La presencia de un único macho adulto en una manada de hembras y crías de simios es un hecho. Sin embargo, esto no prueba que los machos sean patriarcas. Simplemente demuestra que en el reino animal los machos son antagónicos y hostiles entre sí, que luchan por el acceso a las hembras y que la competencia y la rivalidad sexual prevalecen en el mundo animal.

De hecho, la competencia sexual es, en algunos aspectos, incluso más feroz que la competencia por el alimento. La época de reproducción solo se da periódicamente y de su resultado depende la supervivencia de la especie. Además, en la búsqueda de alimento, los animales pueden evitarse, pero no en la búsqueda de sexo, donde inevitablemente se ven obligados a convivir. Las peleas sexuales entre machos son una de las características más destacadas del reino animal, y entre los carnívoros, extremadamente salvajes.

Debido a su carácter violento, la competencia sexual perturba y desintegra las formaciones de manadas y hordas en el reino animal. Para que una horda de simios compuesta por hembras y crías se mantenga unida, solo se puede tolerar un único macho adulto en el grupo.

La competencia sexual representó, por lo tanto, un obstáculo colosal para la formación de las primeras hordas humanas necesarias para construir el colectivo laboral. De hecho, hasta que no se erradicaran el separatismo y las luchas de género, no se podría construir un colectivo humano de hombres que cooperaran entre sí y con las mujeres. Como escribe Engels:

"La tolerancia mutua entre los machos adultos, la ausencia de celos, era... la primera condición para la formación de esos grupos grandes y duraderos en cuyo seno, y solo en medio de ellos, podía lograrse la transición del animal al hombre." (El origen de la familia, la propiedad privada y el Estado).

Así fue como, en el transcurso de esta lucha por crear el colectivo laboral, surgió en el mundo humano una categoría de varones que no existe en el mundo animal: los hermanos sociales. La hermandad social no es una creación natural, sino artificial. Y esta creación de la hermandad social representa el logro culminante de la maternidad social que inauguró el colectivo laboral humano.

2. La maternidad social y la fraternidad

El término "matriarcado" se popularizó tras la publicación de Das Mutterrecht de J.J. Bachofen en 1861. En este libro, cuyo título significa "derecho materno", Bachofen aportó pruebas de que las mujeres habían ocupado un estatus social muy elevado en las sociedades primitivas.

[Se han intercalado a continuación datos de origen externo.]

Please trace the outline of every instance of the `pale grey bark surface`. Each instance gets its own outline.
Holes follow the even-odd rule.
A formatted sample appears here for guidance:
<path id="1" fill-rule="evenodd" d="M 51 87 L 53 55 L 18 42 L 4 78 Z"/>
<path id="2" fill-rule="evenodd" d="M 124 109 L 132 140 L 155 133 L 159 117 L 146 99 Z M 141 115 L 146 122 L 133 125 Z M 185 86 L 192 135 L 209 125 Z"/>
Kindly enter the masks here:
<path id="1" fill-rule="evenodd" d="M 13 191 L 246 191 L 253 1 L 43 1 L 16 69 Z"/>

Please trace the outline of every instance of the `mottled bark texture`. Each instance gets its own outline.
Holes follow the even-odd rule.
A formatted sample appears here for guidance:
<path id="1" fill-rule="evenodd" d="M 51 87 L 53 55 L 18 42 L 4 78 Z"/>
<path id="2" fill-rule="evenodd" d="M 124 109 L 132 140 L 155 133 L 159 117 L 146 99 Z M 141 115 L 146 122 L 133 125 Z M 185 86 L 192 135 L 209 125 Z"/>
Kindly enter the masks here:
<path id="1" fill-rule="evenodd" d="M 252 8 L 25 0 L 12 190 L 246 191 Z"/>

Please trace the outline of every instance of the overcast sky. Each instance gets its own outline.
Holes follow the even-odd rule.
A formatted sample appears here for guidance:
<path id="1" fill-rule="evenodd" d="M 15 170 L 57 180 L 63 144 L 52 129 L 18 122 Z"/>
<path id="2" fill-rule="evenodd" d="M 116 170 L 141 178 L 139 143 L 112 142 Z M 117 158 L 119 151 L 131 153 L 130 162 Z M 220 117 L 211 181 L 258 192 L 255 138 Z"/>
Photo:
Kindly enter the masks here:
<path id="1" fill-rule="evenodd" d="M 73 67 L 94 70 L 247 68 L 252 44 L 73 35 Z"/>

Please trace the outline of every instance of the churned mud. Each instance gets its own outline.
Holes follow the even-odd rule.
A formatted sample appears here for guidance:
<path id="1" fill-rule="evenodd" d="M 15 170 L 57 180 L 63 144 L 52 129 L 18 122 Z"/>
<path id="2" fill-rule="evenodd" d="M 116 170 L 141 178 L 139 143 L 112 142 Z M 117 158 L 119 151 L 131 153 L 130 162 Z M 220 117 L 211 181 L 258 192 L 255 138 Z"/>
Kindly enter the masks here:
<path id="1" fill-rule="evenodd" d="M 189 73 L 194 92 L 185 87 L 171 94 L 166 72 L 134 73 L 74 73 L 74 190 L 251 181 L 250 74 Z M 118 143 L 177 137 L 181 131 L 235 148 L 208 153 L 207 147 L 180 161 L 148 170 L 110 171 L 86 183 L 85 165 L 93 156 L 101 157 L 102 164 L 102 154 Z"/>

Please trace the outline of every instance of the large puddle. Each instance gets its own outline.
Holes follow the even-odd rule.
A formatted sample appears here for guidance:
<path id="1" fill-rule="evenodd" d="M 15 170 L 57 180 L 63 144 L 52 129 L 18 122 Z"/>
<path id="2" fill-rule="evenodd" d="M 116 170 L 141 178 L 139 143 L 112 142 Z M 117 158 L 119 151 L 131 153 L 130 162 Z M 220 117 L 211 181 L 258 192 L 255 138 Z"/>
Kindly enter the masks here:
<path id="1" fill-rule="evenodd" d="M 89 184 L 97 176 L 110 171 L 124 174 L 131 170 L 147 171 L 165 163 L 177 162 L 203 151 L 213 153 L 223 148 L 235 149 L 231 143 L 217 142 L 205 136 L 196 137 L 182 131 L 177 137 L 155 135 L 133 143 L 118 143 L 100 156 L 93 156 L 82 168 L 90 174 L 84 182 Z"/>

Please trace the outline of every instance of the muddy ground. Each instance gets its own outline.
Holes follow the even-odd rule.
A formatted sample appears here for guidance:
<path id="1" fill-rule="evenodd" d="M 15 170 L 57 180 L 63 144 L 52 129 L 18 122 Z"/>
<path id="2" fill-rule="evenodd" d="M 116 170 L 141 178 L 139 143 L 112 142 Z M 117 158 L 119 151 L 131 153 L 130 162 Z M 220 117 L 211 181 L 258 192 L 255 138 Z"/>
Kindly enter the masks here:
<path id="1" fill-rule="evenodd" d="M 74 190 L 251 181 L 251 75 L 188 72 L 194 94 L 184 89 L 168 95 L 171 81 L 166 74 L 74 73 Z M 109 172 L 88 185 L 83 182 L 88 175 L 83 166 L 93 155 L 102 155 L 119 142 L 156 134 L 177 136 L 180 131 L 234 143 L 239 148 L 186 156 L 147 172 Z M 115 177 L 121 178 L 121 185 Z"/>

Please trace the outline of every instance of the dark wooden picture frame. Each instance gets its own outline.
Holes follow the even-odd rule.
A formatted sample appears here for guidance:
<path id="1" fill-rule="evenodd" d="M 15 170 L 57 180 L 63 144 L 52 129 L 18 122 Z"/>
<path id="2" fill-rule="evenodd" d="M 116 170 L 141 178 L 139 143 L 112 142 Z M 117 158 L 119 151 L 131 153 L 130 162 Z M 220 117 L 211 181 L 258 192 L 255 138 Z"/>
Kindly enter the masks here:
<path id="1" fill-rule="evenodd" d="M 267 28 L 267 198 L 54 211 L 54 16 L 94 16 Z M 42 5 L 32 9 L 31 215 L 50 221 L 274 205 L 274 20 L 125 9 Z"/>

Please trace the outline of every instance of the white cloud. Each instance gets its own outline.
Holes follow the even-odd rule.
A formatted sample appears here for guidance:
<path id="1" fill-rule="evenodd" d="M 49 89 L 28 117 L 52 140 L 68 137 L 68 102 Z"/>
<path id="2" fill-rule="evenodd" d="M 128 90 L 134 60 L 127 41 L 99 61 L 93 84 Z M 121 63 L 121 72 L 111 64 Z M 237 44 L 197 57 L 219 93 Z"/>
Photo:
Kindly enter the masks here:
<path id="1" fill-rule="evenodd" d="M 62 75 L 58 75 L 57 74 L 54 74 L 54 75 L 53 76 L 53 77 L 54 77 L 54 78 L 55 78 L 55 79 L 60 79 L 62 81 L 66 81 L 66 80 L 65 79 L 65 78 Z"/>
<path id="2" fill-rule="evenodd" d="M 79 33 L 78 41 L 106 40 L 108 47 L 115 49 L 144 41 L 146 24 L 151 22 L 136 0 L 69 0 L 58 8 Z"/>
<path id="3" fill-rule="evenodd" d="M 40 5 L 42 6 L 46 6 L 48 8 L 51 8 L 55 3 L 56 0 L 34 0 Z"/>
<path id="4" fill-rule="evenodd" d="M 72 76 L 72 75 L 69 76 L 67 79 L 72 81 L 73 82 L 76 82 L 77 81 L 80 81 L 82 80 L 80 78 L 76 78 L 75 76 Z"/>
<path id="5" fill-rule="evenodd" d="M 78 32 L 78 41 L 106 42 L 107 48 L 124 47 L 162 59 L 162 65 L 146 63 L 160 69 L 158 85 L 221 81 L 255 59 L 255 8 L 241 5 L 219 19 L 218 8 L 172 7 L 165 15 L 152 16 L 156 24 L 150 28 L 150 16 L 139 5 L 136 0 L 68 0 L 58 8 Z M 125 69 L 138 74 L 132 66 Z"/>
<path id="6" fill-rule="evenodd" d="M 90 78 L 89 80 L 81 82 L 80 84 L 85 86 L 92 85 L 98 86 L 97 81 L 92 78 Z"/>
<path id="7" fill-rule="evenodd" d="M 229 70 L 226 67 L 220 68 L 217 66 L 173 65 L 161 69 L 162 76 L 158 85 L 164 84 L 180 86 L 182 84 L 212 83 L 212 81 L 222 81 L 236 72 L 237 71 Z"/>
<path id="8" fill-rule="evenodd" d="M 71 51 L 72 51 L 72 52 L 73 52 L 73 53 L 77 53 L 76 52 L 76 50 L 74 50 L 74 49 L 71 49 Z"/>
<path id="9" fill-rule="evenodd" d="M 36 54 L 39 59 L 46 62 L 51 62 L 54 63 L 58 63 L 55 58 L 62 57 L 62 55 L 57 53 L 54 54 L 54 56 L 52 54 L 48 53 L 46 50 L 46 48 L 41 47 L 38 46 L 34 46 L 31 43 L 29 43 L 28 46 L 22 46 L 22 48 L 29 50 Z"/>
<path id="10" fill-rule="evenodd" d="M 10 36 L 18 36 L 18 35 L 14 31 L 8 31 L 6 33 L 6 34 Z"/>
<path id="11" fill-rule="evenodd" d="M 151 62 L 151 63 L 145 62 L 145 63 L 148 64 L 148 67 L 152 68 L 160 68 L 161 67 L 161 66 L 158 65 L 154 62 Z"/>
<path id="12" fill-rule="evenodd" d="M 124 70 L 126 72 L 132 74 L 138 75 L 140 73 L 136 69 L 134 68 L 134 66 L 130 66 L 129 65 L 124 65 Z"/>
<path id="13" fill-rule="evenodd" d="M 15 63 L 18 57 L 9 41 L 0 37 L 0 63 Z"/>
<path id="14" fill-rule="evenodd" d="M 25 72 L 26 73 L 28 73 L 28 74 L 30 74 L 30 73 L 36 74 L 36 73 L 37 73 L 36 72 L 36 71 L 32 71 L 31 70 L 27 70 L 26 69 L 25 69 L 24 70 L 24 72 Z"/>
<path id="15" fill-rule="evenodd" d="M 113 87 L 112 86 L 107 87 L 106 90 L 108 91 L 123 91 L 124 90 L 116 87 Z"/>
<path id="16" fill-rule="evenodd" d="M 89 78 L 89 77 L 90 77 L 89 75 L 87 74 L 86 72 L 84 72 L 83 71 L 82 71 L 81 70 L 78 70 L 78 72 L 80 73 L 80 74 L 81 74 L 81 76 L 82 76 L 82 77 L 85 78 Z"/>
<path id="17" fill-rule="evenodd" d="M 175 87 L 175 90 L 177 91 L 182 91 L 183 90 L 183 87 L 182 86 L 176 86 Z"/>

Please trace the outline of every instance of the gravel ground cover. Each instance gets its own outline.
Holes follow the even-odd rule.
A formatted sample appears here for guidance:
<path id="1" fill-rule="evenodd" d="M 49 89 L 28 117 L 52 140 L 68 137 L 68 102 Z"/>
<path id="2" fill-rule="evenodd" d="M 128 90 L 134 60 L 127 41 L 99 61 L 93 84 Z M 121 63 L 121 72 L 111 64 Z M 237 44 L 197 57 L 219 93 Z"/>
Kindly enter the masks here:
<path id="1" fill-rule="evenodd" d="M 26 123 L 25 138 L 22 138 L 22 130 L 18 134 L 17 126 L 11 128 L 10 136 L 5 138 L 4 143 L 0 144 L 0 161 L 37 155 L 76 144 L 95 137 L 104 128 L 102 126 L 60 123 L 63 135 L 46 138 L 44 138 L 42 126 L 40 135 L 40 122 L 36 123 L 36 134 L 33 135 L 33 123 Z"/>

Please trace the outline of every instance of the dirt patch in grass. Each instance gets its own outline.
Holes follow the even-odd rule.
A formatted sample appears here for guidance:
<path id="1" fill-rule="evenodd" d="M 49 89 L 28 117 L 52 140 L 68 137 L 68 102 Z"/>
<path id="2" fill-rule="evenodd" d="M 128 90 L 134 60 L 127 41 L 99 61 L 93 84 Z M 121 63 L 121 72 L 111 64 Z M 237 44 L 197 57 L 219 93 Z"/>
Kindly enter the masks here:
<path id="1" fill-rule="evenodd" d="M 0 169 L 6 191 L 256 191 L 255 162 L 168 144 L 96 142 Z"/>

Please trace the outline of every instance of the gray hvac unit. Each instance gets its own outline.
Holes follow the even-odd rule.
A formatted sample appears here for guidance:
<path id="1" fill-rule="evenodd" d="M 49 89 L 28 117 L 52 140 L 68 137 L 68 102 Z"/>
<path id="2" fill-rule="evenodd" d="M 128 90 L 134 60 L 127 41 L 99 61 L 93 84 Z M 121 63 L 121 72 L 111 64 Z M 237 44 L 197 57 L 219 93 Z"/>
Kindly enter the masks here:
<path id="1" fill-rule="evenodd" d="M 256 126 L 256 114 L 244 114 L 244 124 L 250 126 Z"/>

La primera teoría que se propuso para explicar este fenómeno de la elevada posición social de la mujer (en marcado contraste con su estatus inferior en la sociedad moderna) se basaba en concepciones de la descendencia familiar y la herencia de la propiedad. Los padres eran desconocidos; por lo tanto, según la teoría, la descendencia de los hijos solo podía rastrearse a través de las madres; en consecuencia, la propiedad solo podía transmitirse de madres a hijos, y era esto lo que otorgaba a las mujeres su «derecho de maternidad» y su estatus social dominante.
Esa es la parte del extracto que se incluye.